By bne IntelliNews November 6, 2017

The Kyrgyz Prosecutor-General's Office announced on November 4 that it has opened a criminal case against Omurbek Babanov, the runner-up in October’s presidential election.

Babanov is at the centre of an ongoing dispute between Kyrgyzstan and Kazakhstan, which started with Kazakhstan tightening Kyrgyz border controls following accusations that Kazakhstan tried to meddle in Kyrgyzstan’s October 15 presidential election. The dispute stems from Kyrgyz President Almazbek Atambayev publicly accusing Kazakhstan of openly supporting ex-prime minister Omurbek Babanov in the race for the presidency. The accusation followed Nazarbayev meeting with Babanov on September 19. Babanov subsequently lost the election and Atambayev apologised for his remarks. Atambayev is due to step down to make way for his successor Sooranbai Jeenbekov, who is a member of Atambayev’s Social Democratic Party, which currently holds sway over the Kyrgyz parliament.

The criminal case accuses Babanov and other unidentified individuals of "stoking ethnic, racial, and religious hatred" and "publicly calling for the violent change of the constitutional order." The first accusation is based on claims that Babanov tied to gain the support of ethnic Uzbeks in Kyrgyzstan by discussing the Uzbek community’s alleged discrimination and inequality at the hands of the Kyrgyz government "after which he called for them to actively fight against this situation."

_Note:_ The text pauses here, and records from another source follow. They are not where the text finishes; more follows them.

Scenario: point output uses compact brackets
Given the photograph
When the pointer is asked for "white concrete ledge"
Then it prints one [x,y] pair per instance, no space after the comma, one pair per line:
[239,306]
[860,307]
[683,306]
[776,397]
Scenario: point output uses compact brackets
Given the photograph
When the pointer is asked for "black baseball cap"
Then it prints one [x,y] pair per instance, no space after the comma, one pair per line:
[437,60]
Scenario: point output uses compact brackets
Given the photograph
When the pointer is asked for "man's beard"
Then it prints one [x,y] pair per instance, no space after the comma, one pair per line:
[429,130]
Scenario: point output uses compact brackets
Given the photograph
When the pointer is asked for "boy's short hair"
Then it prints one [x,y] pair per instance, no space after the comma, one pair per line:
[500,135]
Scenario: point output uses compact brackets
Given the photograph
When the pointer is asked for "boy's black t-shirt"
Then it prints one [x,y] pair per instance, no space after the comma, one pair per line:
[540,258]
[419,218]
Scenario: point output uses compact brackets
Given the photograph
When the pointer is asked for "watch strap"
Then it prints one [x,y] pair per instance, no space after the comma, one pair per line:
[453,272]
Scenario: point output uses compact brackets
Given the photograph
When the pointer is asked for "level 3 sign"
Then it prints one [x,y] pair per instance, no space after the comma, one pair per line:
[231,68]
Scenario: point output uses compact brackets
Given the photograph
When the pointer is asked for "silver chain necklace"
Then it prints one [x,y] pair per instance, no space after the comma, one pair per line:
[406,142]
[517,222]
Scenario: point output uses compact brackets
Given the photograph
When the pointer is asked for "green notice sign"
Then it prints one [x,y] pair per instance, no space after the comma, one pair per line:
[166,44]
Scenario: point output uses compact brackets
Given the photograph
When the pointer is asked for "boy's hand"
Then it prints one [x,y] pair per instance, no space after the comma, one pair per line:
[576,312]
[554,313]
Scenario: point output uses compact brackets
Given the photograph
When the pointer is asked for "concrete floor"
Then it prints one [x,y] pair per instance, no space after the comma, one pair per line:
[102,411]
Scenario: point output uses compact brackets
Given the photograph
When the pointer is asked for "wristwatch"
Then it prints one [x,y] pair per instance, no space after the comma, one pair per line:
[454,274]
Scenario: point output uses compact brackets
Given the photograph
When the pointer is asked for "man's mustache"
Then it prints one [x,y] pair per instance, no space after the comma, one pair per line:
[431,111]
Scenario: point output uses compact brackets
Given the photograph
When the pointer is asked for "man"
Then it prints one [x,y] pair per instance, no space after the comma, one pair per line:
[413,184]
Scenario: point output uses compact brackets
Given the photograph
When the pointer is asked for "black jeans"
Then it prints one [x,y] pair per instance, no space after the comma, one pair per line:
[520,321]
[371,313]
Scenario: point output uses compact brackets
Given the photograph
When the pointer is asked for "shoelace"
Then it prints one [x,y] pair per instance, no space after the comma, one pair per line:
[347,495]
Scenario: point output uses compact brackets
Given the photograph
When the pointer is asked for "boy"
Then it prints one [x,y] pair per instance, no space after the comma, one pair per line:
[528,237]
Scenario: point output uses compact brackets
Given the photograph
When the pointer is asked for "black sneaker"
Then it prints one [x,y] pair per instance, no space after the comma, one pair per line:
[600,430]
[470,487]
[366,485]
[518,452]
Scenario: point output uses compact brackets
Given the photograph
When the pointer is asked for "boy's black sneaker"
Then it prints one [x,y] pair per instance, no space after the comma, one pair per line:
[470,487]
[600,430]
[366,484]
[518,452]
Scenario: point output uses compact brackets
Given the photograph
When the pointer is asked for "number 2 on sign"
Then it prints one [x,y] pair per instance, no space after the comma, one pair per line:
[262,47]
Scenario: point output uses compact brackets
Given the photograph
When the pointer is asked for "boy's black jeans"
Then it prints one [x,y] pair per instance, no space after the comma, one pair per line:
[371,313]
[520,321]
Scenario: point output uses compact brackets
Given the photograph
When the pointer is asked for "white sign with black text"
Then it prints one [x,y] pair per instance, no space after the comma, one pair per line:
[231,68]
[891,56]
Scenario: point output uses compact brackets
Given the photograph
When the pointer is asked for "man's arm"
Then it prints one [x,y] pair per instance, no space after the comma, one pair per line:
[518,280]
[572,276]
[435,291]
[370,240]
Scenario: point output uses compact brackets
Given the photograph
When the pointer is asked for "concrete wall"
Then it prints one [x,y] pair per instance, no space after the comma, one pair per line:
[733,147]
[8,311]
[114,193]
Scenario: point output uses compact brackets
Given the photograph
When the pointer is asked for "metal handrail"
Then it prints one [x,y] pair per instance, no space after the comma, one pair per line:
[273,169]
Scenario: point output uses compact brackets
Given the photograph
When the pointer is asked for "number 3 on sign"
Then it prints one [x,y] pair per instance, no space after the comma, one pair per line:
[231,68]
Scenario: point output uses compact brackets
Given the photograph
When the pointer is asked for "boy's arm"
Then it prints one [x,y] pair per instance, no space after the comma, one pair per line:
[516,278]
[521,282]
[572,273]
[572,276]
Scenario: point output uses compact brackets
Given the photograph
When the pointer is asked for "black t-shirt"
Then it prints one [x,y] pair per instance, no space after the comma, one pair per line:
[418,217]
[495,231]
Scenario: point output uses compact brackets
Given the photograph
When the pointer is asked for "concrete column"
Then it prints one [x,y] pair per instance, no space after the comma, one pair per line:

The accusation appears to be based on footage circulated on the internet, where Babanov stands in front of an ethnic-Uzbek crowd and says “it's better to die standing than crawl on your knees". Babanov’s supporters insist the quote was taken out of context.

The primary motivation behind Babanov’s arrest, however, might be tied to the aforementioned Kyrgyz election. During the election Babanov’s campaign said that the Kyrgyz authorities were placing pressure on his supporters. Babanov ended up winning 34% of the vote, but lost to Jeenbekov’s 54%.

The OSCE also noted in its October 16 report that the election featured “cases of the misuse of public resources, pressure on voters and vote buying [which] remain a concern”.

The crackdown on Babanov might further pave the way for a dominant party system in the country.

Jeenbekov's presidency will be inaugurated on November 24.